Lesson 2: A reminder always to validate changes end-to-end. In my case, I only focused on services I thought I modified. Had I checked the pipeline output, I would have caught the issue almost immediately.

The end-to-end validation principle applies to any software development work. One example could be unit tests: passing unit tests don’t guarantee that an application works as expected. Quickly loading the application and verifying changes can help catch issues that unit tests didn’t flag. This is important because users care whether the application works, not if unit tests pass.

The paradox of test coverage

When I learn that code owned by a team has low test coverage, I expect “here be dragons.” But I never know what to expect if the code coverage is high. I call this a paradox of high test coverage.

High test coverage does not tell much about the quality of unit tests. Low coverage does.

The low coverage argument is self-explanatory. If tests cover only a small portion of the product code, they cannot prevent bugs in the code that is not covered. The opposite is, however, not true: high test coverage does not guarantee a quality product. How is this possible?

Test issues

While unit tests ensure the quality of the product code, nothing, except the developer, ensures the quality of the unit tests. As a result, tests sometimes have issues that allow bugs to sneak in. Finding unit test issues is more luck than science. It usually happens by accident—usually when tests continue to pass despite code changes that should trigger test failures.

One of the simplest examples of a unit test issue is missing asserts. Tests without asserts are unlikely to flag issues. Other common problems include incorrect setup and bugs caused by copying existing tests and incorrectly adapting them to test a new scenario.

Mocking issues

Mocking allows the code under test to be isolated from its dependencies and simulate the dependency behavior. However, when the simulation is incorrect or the behavior of the dependency changes, tests may happily pass, hiding serious issues.

I’ve been working with C++ code bases, and I often see developers assume, without confirming, that a dependency they use won’t throw an exception. So, when they mock this dependency, they forget about the exception case. Even though their tests cover all the code, an exception in production takes the entire service down.

Uncovered code

Getting to 100% code coverage is usually impractical, if not impossible. As a result, a small amount of code is still not covered. Similar to the low coverage scenarios, any change to the code that is not covered can introduce a bug that won’t be detected.

Chasing the coverage number

Test coverage is only a metric. I’ve seen teams do whatever it takes to achieve the metric goal, especially if it was mandated externally, e.g., at the organization or company level. Occasionally, I encountered teams that wrote “test” code whose primary purpose was increasing coverage. Detecting or preventing bugs was a non-goal.

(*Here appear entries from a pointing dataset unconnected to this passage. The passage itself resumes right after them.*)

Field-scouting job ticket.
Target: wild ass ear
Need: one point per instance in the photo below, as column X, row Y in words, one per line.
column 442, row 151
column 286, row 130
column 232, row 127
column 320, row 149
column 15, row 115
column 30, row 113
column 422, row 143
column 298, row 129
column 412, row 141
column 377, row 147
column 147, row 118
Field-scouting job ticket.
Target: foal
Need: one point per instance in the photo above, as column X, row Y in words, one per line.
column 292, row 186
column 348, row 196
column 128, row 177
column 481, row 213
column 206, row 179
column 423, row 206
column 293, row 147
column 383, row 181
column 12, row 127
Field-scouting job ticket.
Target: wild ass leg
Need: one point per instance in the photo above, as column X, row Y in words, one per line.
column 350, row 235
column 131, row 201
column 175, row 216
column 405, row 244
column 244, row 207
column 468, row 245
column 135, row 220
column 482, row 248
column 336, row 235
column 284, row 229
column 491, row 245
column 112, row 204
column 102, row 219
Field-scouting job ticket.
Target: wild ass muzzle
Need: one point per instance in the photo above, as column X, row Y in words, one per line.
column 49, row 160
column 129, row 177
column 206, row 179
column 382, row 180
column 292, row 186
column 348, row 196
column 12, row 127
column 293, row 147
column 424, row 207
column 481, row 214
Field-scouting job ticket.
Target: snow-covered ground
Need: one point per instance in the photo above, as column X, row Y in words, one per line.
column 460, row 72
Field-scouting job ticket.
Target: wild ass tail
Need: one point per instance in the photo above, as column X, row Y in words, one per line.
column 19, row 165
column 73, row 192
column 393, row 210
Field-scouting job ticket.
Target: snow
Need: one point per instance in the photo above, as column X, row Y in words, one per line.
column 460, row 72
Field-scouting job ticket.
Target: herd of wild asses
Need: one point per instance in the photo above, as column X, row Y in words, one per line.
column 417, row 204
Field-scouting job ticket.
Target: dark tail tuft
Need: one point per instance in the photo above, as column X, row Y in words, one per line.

Low test coverage is only the tip of the iceberg

At first sight, low test coverage seems a benign issue. But it often signals bigger problems the team is facing, like:

  • spending a significant amount of time fixing regressions
  • shipping high-quality new features is slow due to excessive manual validation
  • many bugs reach production and are only caught and reported by users
  • the on-call, if the team has one, is challenging
  • the engineering culture of the team is poor, or the team is under pressure to ship new features at an unsustainable pace
  • the code is not very well organized and might be hard to work with, only slowing down the development even further
  • test coverage is likely lower than admitted to and will continue to deteriorate

I’ve worked on a few teams where developers understood the value of unit testing. They treated test code like product code and never sent a PR without unit tests. Because of this, even if they experienced the problems listed above, it was at a much smaller scale. They also never needed to worry about meeting the test coverage goals – they achieved them as a side effect.